— Хочу к маме. Воды хочу.
Ты брала ее у меня и давала теплой воды. Но и на твоих руках ей не было легче, и она не понимала, что с ней, почему ей так плохо, и скоро беззвучным своим, каким-то спекшимся голосом опять говорила:
— К папе хочу. Хочу воды. К папе.
Ночь была теплая, и я ходил по веранде, держа ее на руках, не чувствуя усталости, готовый ходить так до бесконечности, лишь бы ей стало полегче.
И ей стало полегче. Перед рассветом. Ты, измученная, уснула на неразобранной постели, а потом уснула Машенька у меня на руках. Я почувствовал, что тельце ее больше не прожигает сквозь одеяло, и дыхание сделалось не таким частым и шумным.
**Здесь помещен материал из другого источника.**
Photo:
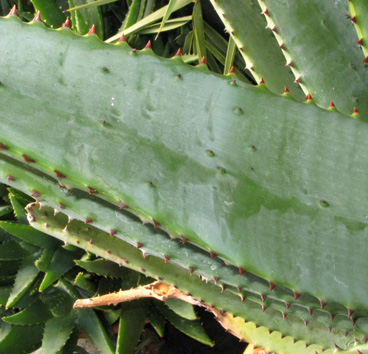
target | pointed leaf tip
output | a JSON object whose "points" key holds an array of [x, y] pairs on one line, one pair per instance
{"points": [[122, 38], [13, 11], [203, 61], [92, 30]]}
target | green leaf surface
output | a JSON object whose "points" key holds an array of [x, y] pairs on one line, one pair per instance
{"points": [[57, 332], [26, 275]]}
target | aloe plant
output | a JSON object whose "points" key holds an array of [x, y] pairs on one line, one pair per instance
{"points": [[262, 191]]}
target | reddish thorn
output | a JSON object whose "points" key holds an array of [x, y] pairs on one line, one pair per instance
{"points": [[350, 312], [59, 174], [213, 254], [203, 61], [122, 205], [91, 190], [66, 24], [28, 159], [272, 285], [148, 45], [35, 194], [183, 239], [92, 30], [122, 38], [155, 223], [323, 304], [13, 11], [37, 18]]}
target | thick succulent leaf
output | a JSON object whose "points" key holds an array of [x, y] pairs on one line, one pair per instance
{"points": [[261, 52], [315, 329], [57, 332], [320, 42]]}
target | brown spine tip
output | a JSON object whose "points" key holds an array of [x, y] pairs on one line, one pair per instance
{"points": [[28, 159], [66, 24], [122, 39], [35, 194], [59, 174], [148, 45], [13, 11], [37, 17], [92, 30], [91, 190], [155, 223], [203, 61], [350, 312], [122, 205]]}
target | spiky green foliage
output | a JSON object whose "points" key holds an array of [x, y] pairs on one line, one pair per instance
{"points": [[268, 191]]}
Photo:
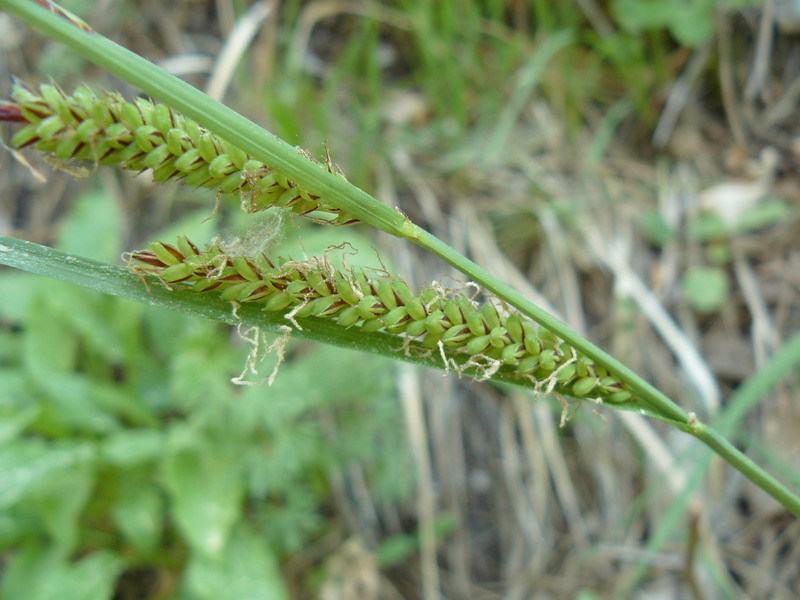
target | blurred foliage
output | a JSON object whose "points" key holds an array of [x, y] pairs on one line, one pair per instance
{"points": [[125, 444], [124, 448]]}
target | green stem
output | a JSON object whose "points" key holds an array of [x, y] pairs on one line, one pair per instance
{"points": [[264, 146], [738, 460], [117, 281]]}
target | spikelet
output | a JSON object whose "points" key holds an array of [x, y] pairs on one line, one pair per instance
{"points": [[314, 288], [140, 135]]}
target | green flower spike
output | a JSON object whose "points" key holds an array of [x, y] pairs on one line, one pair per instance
{"points": [[498, 340], [142, 135]]}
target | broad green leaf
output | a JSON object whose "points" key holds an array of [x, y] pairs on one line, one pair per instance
{"points": [[138, 513], [59, 509], [27, 463], [132, 447], [71, 403], [205, 486], [246, 569], [16, 290], [49, 347], [37, 573], [89, 316]]}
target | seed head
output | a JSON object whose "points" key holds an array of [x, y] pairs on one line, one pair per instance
{"points": [[142, 135], [452, 325]]}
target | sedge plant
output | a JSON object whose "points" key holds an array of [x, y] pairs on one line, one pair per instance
{"points": [[187, 136]]}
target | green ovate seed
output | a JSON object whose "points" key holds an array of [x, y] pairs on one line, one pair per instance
{"points": [[104, 129], [449, 325]]}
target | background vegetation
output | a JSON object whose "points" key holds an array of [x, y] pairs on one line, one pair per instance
{"points": [[629, 164]]}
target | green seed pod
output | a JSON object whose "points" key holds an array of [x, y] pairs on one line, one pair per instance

Я осторожно опустил ее в кроватку, постоял, прислушиваясь к ее дыханию, посмотрел на часы — было без четверти три — и тоже лег. В обычное время утром я был на ногах и, так как Машенька спокойно спала, решил, что особой опасности уже нет. Я не стал будить тебя. Выпил кружку молока и пошел на электричку. Но на столе оставил записку: «Таня, не забудь вызвать детского врача».
На работе я все-таки не находил себе места.
Слепящее июньское солнце било в окна, сверху из открытой фрамуги тянуло приторным запахом спиртового лака. Я не мог сосредоточиться. Сидел за столом, сжав ладонями виски и тупо глядя на ряды чисел, которые еще вчера имели определенный смысл и представлялись увлекательной задачей, а сегодня были не более чем бесформенным нагромождением мертвых знаков, словно из вещей вынули душу. Тщетно я призывал на помощь волю и говорил себе, что эти числа не что-нибудь, а важные исходные данные для расчета основного узла автоматической системы управления, — то, над чем трудился весь отдел, что дело чести нашей группы решить свою часть задачи на современном уровне, быстро и четко, и тем самым мощно продвинуть весь проект, а заодно утереть нос нашим оппонентам «антиматематикам», пытающимся вести подобные расчеты старыми методами, что я обязан думать только о задаче и все посторонние мысли гнать прочь. Я говорил себе это, до боли тиская виски, а в голове независимо крутилась одна и та же фраза: «Вещи подождут, человек не подождет». Я боролся с собой до тех пор, пока Вадик на правах руководителя группы не сказал мне: «Иди, старик, с начальством я улажу… Все равно ты сегодня тоже не инженер… Поклон дочке».
В котором часу я вернулся на дачу? По-моему, было не меньше двенадцати. Твои родители возвратились из Москвы, и каждый занимался своим делом. Машенька, пожелтевшая и осунувшаяся, сидела в подушках на диване и пеленала плюшевого медвежонка. Ты распарывала по швам старое платье.